The Pursuit of Diarmuid and Grainne
This story, harking back to the tenth century has some variations in the stories recorded but is about Gráinne, daughter of the High King of Ireland, who was engaged to the elderly widower Fionn MacCumhaill.
Gráinne instead falls in love with one of Fionn’s warriors named Diarmuid, and the couple elopes, going on to have five sons.
Fionn pursues them until Diarmuid meets a tragic end in which Fionn could have saved him but chooses not to. Today, the landscapes they traveled still bear testament to this love story: in County Sligo, above the Gleniff Horseshoe looped walk, “Diarmuid and Gráinne’s cave” was said to be the couple’s last hiding place; while across the Burren in County Clare, the megalithic tombs dotting the landscape are called “leaba Dhiarmada agus Gráinne” or bed of the lovers.
Leap Year Proposals
Traditionally, 29 February (aka leap day) is a day for women to propose to their other half.
Looking back at ancient Irish history, it is said that the tradition began in 5th century Ireland when St. Brigid of Kildare bitterly complained to St. Patrick that women had to wait far too long for men to propose.
The legend says that St. Patrick decreed the women could propose on this one day in February during the leap year. I’m sure the women were thrilled.
The tradition was then taken to Scotland by Irish monks.
You probably have heard of the film Leap year (2010) whose plot is based on this fun tradition.
Lisdoonvarna Matchmaking Festival
The World’s original offline matchmaking festival takes place Every September in the small village of Lisdoonvarna on Wild Atlantic Way..
The Lisdoonvarna Matchmaking Festival attracts around 60,000 visitors looking for love through music and dancing. The festival is more than 160 years old, and with the tagline “Where Music’s Played, and Matches Are Made”.
Ireland’s most famous matchmaker is Willie Daly. His passion is to help hopeful singles, of all ages and nationalities, find a life partner and have a lot of fun on the way.

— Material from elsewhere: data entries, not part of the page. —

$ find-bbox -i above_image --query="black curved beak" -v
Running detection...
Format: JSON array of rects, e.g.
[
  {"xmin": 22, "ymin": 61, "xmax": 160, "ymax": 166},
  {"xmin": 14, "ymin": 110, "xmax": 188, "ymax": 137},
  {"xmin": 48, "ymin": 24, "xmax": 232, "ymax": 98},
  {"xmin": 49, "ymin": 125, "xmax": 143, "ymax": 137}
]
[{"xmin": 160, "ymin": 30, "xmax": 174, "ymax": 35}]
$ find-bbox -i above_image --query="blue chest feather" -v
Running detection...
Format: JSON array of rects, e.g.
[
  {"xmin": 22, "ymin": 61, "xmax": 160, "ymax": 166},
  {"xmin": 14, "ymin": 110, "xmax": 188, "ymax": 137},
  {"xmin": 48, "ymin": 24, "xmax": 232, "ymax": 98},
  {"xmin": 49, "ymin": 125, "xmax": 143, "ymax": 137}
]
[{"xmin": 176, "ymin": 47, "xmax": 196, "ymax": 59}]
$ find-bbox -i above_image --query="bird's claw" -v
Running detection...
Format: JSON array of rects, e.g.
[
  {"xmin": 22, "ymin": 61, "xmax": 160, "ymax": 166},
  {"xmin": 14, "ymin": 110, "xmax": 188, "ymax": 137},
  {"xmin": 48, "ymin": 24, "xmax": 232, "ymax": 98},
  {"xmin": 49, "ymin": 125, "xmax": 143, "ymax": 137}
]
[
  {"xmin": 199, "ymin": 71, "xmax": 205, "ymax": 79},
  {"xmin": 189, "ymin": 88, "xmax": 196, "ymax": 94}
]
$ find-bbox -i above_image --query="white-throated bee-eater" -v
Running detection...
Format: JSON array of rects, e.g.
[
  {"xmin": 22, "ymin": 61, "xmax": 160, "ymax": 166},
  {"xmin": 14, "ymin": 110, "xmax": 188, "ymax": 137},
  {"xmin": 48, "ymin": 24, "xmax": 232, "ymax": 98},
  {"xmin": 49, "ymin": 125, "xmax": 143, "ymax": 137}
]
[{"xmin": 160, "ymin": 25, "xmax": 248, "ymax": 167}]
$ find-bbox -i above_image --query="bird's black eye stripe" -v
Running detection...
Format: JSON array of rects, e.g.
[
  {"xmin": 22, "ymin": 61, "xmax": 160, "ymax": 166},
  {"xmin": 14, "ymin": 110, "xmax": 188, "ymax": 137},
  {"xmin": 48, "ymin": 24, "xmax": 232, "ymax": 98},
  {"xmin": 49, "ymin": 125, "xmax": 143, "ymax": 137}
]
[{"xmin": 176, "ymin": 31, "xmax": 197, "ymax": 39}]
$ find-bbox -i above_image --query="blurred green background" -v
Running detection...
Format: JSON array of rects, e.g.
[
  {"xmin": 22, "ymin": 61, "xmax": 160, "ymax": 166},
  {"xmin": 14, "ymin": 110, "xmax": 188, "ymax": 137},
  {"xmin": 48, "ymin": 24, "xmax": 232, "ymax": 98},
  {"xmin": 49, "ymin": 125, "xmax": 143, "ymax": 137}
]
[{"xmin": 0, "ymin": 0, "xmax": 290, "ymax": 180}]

Since he started out as a matchmaker 50 years ago, following in his father’s and grandfather’s footsteps, Willie has set up around 3,000 marriages.
Bars and pubs will headline some of the top names in country music, offering a chance to gather and celebrate life, love, good music, and great times.
Irish Love Poems
Irish People are famous for having the “gift of the gab”, Here is a sample of how Irish offer lyrical inspiration when it comes to words of love.
A drinking song by William Butler Yeats
Wine comes in at the mouth
And love comes in at the eye;
That’s all we shall know for truth
Before we grow old and die.
I lift the glass to my mouth,
I look at you, and I sigh.
The Planter’s Daughter by Austin Clarke
When night stirred at sea
And the fire brought a crowd in,
They say that her beauty
Was music in mouth
And few in the candlelight
Thought her too proud,
For the house of the planter
Is known by the trees.
Men that had seen her
Drank deep and were silent,
The women were speaking
Wherever she went –
As a bell that is rung
Or a wonder told shyly,
And O she was the Sunday
In every week.
Scaffolding, by Seamus Heaney
Masons, when they start upon a building,
Are careful to test out the scaffolding;
Make sure that planks won’t slip at busy points,
Secure all ladders, tighten bolted joints.
And yet all this comes down when the job’s done
Showing off walls of sure and solid stone.
So if, my dear, there sometimes seems to be
Old bridges breaking between you and me
Never fear. We may let the scaffolds fall
Confident that we have built our wall.